National Poetry Month - International Recurring Celebrations

International Recurring Celebrations

Since 1999, National Poetry Month has been celebrated each April in Canada, where it is sponsored by the League of Canadian Poets and organized around a different annual theme.

In the United Kingdom the festival “October is National Poetry Month” was founded in 2000 by Celtic bard Jim MacCool and was adopted by the Birmingham-based Performance Poetry Society that same year. From makeshift beginnings, National Poetry Month has been exploited by primary and secondary schools, colleges of further education, public library services, the prison estate, and to a lesser extent, more localised festivals. Professional poets appear in all corners of the United Kingdom under the aegis of the Performance Poetry Society, which co-ordinates a proportion of their efforts and ensures that they are paid a normal rate for their appearances.

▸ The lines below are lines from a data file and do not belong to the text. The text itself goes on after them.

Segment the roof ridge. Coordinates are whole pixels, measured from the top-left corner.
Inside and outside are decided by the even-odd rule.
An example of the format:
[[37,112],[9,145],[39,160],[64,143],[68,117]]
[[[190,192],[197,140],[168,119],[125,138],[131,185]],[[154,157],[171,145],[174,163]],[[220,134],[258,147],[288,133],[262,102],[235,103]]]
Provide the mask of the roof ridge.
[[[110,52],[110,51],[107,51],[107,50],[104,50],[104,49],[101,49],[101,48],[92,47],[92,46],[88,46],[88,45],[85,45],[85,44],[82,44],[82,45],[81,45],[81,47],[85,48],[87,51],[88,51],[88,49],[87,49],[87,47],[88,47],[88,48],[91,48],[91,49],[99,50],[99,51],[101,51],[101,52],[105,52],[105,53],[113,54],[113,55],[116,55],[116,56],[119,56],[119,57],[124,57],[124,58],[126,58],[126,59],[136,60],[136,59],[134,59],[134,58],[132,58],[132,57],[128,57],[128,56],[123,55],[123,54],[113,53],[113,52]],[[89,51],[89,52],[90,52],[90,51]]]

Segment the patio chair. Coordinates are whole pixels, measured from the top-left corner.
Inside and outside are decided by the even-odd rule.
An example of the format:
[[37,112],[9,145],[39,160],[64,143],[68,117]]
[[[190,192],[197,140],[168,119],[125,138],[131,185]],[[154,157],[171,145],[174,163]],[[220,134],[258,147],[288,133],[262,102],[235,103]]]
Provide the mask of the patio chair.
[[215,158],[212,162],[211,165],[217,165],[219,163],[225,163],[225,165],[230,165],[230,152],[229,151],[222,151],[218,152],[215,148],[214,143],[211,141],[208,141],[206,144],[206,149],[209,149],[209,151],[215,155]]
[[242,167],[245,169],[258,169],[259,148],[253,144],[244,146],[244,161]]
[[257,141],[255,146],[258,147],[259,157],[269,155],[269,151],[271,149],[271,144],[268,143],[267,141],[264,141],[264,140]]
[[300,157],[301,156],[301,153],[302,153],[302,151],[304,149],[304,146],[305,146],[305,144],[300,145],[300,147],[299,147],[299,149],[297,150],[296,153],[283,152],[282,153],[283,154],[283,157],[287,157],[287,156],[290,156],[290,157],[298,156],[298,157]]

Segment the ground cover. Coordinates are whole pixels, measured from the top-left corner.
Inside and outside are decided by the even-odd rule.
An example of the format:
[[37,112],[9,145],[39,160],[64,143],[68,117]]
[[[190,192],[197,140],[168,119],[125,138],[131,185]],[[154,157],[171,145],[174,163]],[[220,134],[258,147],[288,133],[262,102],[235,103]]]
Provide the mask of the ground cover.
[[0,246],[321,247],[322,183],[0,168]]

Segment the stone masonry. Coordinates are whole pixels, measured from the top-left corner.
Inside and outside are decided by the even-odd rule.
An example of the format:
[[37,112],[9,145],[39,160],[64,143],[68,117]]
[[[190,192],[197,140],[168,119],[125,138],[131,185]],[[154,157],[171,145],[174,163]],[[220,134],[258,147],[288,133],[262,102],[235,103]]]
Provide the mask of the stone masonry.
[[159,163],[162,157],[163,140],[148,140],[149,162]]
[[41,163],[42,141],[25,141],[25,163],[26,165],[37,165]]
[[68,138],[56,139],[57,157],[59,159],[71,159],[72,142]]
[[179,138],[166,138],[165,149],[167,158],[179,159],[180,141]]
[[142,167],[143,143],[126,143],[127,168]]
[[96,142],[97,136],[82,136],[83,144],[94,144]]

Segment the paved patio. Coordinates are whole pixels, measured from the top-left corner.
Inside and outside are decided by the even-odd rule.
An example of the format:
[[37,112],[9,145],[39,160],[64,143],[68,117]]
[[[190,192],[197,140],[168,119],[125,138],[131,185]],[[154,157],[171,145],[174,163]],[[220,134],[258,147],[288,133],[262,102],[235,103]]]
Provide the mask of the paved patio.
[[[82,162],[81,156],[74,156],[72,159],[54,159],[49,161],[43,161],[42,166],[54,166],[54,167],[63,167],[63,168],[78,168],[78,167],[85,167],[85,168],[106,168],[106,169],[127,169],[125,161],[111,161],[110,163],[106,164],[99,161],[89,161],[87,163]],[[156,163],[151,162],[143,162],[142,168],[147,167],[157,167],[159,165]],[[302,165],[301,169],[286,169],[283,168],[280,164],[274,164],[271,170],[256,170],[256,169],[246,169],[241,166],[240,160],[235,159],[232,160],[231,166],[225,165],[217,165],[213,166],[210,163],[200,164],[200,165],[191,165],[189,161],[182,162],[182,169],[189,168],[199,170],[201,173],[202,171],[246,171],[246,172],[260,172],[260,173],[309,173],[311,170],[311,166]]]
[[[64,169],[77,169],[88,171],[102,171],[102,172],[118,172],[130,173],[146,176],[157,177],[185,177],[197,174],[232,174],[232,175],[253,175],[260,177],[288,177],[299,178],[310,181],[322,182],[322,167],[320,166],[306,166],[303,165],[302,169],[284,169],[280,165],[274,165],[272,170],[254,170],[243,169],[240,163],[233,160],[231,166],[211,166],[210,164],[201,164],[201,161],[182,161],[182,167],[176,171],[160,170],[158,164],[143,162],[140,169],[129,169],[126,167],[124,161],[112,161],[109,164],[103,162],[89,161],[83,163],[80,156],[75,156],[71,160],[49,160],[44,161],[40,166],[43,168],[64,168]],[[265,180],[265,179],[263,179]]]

National Poetry Day, founded in 1994 by William Sieghart is celebrated on the first Thursday of October in the United Kingdom; this has become an established fixture in the cultural calendar. Events take place in schools, pubs, arts centres, bookshops, libraries, buses, trains and Women’s Institutes, and the day is the focus for media attention for poetry. The Forward Arts Foundation (a registered charity) was set up in 1995 to administer the Forward Prizes and National Poetry Day.

On October 8, 2009, the BBC announced on National Poetry Day the results of its poll to find the nations favourite poet. The winner was T. S. Eliot, followed by John Donne, Benjamin Zephaniah, Wilfred Owen and Philip Larkin (in that order). It has been organized since 1994 by the Poetry Society in the United Kingdom, which chooses a different theme each year to highlight particular poets and styles of poetry.

In 1999, UNESCO (the United Nations Educational, Scientific and Cultural Organization) declared March 21 to be World Poetry Day. The purpose of the day is to promote the reading, writing, publishing and teaching of poetry throughout the world and, as the UNESCO session declaring the day says, to "give fresh recognition and impetus to national, regional and international poetry movements."